AVX512-如何将所有设置的位右移? [英] AVX512 - How to move all set bits to the right?

问题描述

如何将屏蔽寄存器的所有设置位向右移动?(到最下面的最低位置).

How can I move all set bits of mask register to right? (To the bottom, least-significant position).

例如:

__mmask16 mask = _mm512_cmpeq_epi32_mask(vload, vlimit); // mask = 1101110111011101

如果将所有设置的位右移，则会得到: 1101110111011101->0000111111111111

If we move all set bits to the right, we will get: 1101110111011101 -> 0000111111111111

如何有效地做到这一点?

How can I achieve this efficiently?

下面您可以看到我如何尝试获得相同的结果，但是效率低下:

Below you can see how I tried to get the same result, but it's inefficient:

__mmask16 mask = 56797;
// mask: 1101110111011101
__m512i vbrdcast = _mm512_maskz_broadcastd_epi32(mask, _mm_set1_epi32(~0));
// vbrdcast: -1 0 -1 -1 -1 0 -1 -1 -1 0 -1 -1 -1 0 -1 -1
__m512i vcompress = _mm512_maskz_compress_epi32(mask, vbrdcast);
// vcompress:-1 -1 -1 -1 -1 -1 -1 -1 -1 -1 -1 -1 0 0 0 0 
__mmask16 right_packed_mask =   _mm512_movepi32_mask(vcompress);   
// right_packed_mask: 0000111111111111                         

做到这一点的最佳方法是什么?

What is the best way to do this?

推荐答案

BMI2 pext 是 v [p] compressed/q/ps/pd .
用它在您的遮罩值上将其左包装到值的底部.

BMI2 pext is the scalar bitwise equivalent of v[p]compressd/q/ps/pd.
Use it on your mask value to left-pack them to the bottom of the value.

  mask = _pext_u32(-1U, mask);    // or _pext_u64(-1ULL, mask64)  for __mmask64
// costs 3 asm instructions (kmov + pext + kmov) if you need to use the result as a mask
// not including putting -1 in a register.

__ mmask16(在GCC中也称为uint16_t)和uint32_t之间的隐式转换有效.
如果愿意，可以使用 _cvtu32_mask16 和 _cvtu32_mask16 明确显示KMOVW.

Implicit conversion between __mmask16 (aka uint16_t in GCC) and uint32_t works.
Use _cvtu32_mask16 and _cvtu32_mask16 to make the KMOVW explicit if you like.

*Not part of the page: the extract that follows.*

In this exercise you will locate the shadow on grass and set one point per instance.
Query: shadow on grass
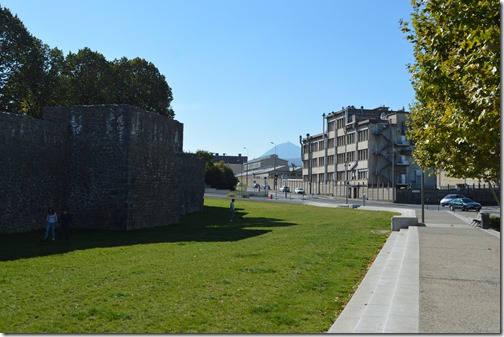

请参见如何取消设置N个最右边的设置位有关以这种方式使用pext/pdep的更多信息.

See How to unset N right-most set bits for more about using pext/pdep in ways like this.

当前所有装有AVX-512的CPU都具有快速的BMI2 pext (包括Xeon Phi)，其性能与popcnt相同，但是如果AMD引入AVX-512个CPU.对于AMD，您可能需要
(1ULL<< __ builtin_popcount(mask))-1 ，因为pext/pdep在当前的AMD上非常慢.

All current CPUs with AVX-512 also have fast BMI2 pext (including Xeon Phi), same performance as popcnt, although that may change if AMD ever introduces AVX-512 CPUs. For AMD you might want
(1ULL << __builtin_popcount(mask)) - 1 because pext/pdep are very slow on current AMD.

如果要使用 vpcompressed ，请注意，源向量可以简单地是全为 _mm512_set1_epi32(-1)；compress并不关心遮罩为零的元素，它们不必已经为零.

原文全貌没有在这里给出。